French government aims at €4.5bn spending cut in 2017
14 July, 2017
France is working to generate €4.5bn in spending cuts in 2017 as it wants to tame the public deficit to 3% of economic output by the end of this year, Gerald Darmanin, minister of action and public accounts said on 11 July. The government will squeeze public expenditure without increasing taxes and affecting public services in relation with French daily life, according to Darmanin. The government aims to balance the country's public finances squeezing mainly by trimming ministerial budgets without slashing jobs, he added. In an alarming report last month, the Court of Auditors said a budget shortfall left by former president Francois Hollande's government would result in a deficit of 3.2%. French President Emmanuel Macron has promised to meet the budget gap target of 2.8% by the end of 2017. He also pledged to cut public spending by €60bn by 2022.

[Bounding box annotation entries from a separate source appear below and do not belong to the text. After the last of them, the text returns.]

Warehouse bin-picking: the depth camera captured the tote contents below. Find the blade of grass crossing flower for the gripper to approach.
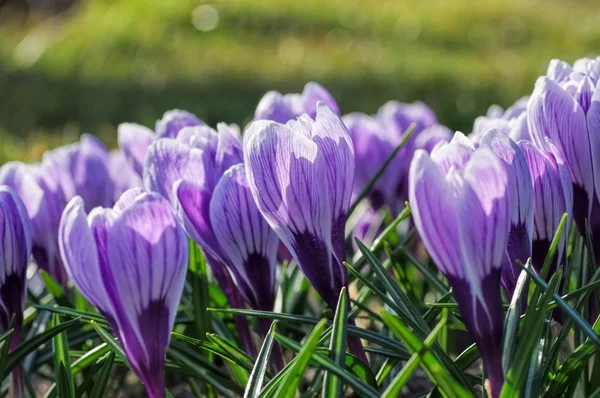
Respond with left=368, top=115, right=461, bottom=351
left=275, top=334, right=380, bottom=398
left=381, top=310, right=472, bottom=397
left=189, top=239, right=210, bottom=336
left=521, top=311, right=552, bottom=398
left=169, top=350, right=244, bottom=398
left=381, top=318, right=447, bottom=398
left=525, top=268, right=600, bottom=345
left=502, top=261, right=531, bottom=375
left=90, top=321, right=131, bottom=369
left=355, top=239, right=429, bottom=333
left=548, top=318, right=600, bottom=397
left=348, top=123, right=416, bottom=217
left=50, top=314, right=75, bottom=398
left=275, top=319, right=327, bottom=398
left=89, top=352, right=115, bottom=398
left=209, top=308, right=409, bottom=359
left=244, top=321, right=277, bottom=398
left=501, top=268, right=562, bottom=398
left=3, top=319, right=79, bottom=374
left=323, top=287, right=348, bottom=398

France will press ahead with tax cuts promised by the new president, a finance ministry source said, despite warnings from the official state audit body about an €8bn hole in the budget. Macron insisted at a meeting on 9 July that plans to rein in France's wealth tax and scrap local property taxes for 80% of those currently paying them begin to take effect in 2018, the source said, confirming earlier French media reports. The president's intervention comes just days after his Prime Minister Edouard Philippe had suggested the cuts would be postponed into 2019 as France struggles to contain its public deficit.